Von Jörg Paas | 31.01.2007
    "Ich weiß nicht genau, wie sein Vorschlag aussieht. Ich weiß nur, dass er sehr detailliert sein wird und es verdient, genau gelesen zu werden. Die Zukunft aller Menschen im Kosovo wird entscheidend von diesen Details abhängen und ich bitte Sie dringend, sich damit auseinanderzusetzen."

    Im Café "Dolce Vita", ein paar hundert Meter weiter, sind Details und Zwischentöne nicht gefragt. Auch dass Briten und andere Fremde meinen, sich überhaupt um das Thema Kosovo kümmern zu müssen, stößt bei den serbischen Gästen auf wenig Begeisterung.

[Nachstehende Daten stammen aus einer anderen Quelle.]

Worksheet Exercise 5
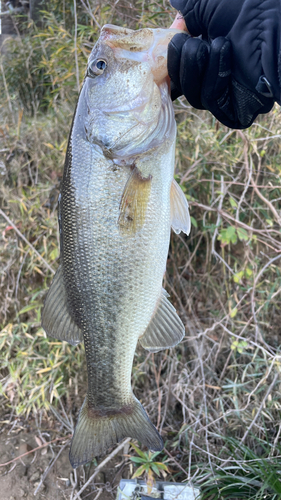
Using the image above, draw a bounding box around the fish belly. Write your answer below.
[62,136,173,407]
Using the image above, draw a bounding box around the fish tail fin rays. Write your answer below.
[139,288,185,352]
[42,266,83,345]
[69,396,163,469]
[171,180,190,235]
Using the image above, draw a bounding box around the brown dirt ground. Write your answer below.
[0,419,129,500]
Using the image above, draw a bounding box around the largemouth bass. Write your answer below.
[42,25,190,468]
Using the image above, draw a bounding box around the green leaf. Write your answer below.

Die meisten glauben, den Lösungsvorschlag des internationalen Vermittlers schon zu kennen:

    "Es ist nicht gut, wenn andere Länder sich da einmischen und einfach sagen: jetzt kommt die Unabhängigkeit – und fertig. Das ist eine Angelegenheit zwischen Serben und Albanern. - Wir Serben haben eine lange Geschichte hier, seit dem 13. Jahrhundert. Deshalb können wir nicht einmal daran denken, dass Kosovo unabhängig wird. Niemand hat das Recht, Kosovo von Serbien zu trennen."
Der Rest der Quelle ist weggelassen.